PwC outlines new plan on racial equity, building trust in business
Published Date: 6/15/2021
Source: axios.com

A slew of corporations over the last year made promises to help build a more equitable future, pushed to action by sustained protests demanding racial equity. Consumers and investors alike are looking for action to back up rhetoric.

What’s new: PwC, a professional services firm, provided Axios an early look at a new global strategy announced this morning that aims to reimagine business' role in society. A cornerstone of the plan is putting $300 million toward education and racial equity programs.


Why it matters: As cultural polarization and political gridlock have become American staples, corporations have increasingly taken more visible stands — and what consumers expect from them has grown.

The details: PwC committed $125 million to providing 25,000 Black and Hispanic college students with high-demand digital and career readiness training, up-skilling, mentorship and pathways to help start their careers.

  • The firm plans to ultimately hire 10,000 of those students over the next five years.

For context: PwC’s U.S. business currently employs around 55,000 people.

Meanwhile: PwC is also committing $75 million to support CEO Action, a diversity and inclusion coalition that the firm's U.S. chairman, Tim Ryan, founded in 2017, and its public policy subset, CEO Action for Racial Equity.

The big picture: Business and CEOs have effectively become a fourth branch of government, stepping in to deal with society's problems when government can't — or won't, as Axios chief financial correspondent Felix Salmon wrote earlier this year.

  • Edelman’s 2021 Trust Barometer noted that trust in businesses has grown over the last year, and that business is a more trusted institution than the government or media.

At PwC, that translates into a decision to re-vamp the way it works with its clients.

  • The firm is consolidating its assurance and tax reporting segments into a new group called Trust Solutions.
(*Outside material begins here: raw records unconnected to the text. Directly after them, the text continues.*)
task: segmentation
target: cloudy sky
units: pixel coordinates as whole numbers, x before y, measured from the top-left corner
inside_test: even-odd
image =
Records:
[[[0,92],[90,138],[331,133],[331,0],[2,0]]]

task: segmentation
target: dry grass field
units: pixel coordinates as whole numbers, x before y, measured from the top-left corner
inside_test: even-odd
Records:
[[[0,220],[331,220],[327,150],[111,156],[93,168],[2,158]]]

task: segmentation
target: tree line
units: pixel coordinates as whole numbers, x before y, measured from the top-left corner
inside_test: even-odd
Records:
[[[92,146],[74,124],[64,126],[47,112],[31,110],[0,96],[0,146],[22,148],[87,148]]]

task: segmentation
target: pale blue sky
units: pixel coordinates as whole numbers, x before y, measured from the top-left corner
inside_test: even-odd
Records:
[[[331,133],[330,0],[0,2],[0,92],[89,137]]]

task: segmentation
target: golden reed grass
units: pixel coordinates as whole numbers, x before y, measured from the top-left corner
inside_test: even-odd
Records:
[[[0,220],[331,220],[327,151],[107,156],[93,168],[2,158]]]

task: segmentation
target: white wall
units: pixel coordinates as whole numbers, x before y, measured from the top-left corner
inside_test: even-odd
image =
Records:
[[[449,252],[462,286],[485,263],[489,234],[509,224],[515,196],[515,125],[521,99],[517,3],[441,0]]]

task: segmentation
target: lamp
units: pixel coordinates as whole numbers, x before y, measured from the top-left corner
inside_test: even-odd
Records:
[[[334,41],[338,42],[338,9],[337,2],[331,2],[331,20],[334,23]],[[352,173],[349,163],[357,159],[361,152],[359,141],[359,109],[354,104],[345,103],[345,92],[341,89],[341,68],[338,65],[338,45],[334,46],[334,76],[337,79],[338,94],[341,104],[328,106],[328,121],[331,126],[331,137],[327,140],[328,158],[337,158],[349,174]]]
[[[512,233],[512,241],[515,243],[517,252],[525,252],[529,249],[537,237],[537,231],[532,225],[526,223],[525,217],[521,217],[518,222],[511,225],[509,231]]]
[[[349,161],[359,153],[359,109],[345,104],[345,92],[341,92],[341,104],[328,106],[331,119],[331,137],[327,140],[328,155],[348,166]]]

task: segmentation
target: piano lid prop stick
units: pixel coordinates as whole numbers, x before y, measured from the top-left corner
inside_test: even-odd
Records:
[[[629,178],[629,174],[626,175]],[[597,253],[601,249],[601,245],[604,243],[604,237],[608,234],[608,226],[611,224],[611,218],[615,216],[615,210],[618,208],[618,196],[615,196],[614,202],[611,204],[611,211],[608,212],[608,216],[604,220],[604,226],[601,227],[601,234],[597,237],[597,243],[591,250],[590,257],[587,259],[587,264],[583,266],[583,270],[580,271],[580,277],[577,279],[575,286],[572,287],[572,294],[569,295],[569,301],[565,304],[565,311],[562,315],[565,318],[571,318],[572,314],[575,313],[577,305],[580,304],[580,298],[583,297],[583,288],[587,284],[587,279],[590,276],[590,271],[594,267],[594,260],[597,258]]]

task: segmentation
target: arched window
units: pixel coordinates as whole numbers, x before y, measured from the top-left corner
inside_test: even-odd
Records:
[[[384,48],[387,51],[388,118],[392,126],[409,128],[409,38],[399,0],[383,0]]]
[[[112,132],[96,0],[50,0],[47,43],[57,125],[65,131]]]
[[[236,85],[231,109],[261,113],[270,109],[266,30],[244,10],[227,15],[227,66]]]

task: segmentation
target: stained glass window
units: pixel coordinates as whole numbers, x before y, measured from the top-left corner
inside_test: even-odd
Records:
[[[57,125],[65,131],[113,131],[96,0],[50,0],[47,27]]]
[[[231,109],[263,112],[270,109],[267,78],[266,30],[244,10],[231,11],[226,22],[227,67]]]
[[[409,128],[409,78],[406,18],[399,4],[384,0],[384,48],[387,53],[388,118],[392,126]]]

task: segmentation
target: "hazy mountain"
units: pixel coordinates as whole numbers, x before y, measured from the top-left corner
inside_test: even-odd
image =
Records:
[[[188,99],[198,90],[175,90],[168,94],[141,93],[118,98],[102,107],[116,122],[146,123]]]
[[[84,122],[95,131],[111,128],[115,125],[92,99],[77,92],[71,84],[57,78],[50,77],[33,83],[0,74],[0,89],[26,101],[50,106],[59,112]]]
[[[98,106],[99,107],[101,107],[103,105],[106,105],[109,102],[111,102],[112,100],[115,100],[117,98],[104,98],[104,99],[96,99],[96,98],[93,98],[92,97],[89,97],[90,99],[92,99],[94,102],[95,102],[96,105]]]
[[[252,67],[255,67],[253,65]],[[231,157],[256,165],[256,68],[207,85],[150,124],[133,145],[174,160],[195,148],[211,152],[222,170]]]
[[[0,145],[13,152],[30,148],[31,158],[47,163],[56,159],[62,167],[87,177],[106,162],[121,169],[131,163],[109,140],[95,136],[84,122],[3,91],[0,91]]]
It aims to create a more holistic approach to helping clients build trust with their own customers — on issues related to the environment, diversity and inclusion, data privacy and more.
  • It is also launching The PwC Trust Leadership Institute, funded with $100 million, which will teach trust-building philosophies to thousands of business leaders preparing for C-suite and director roles.

The bottom line: "People want to know if companies can be trusted to be good business leaders in every sense of the word. Not just to follow the regulations, but can they be trusted to run their platforms the way society expects them to?" Ryan tells Axios.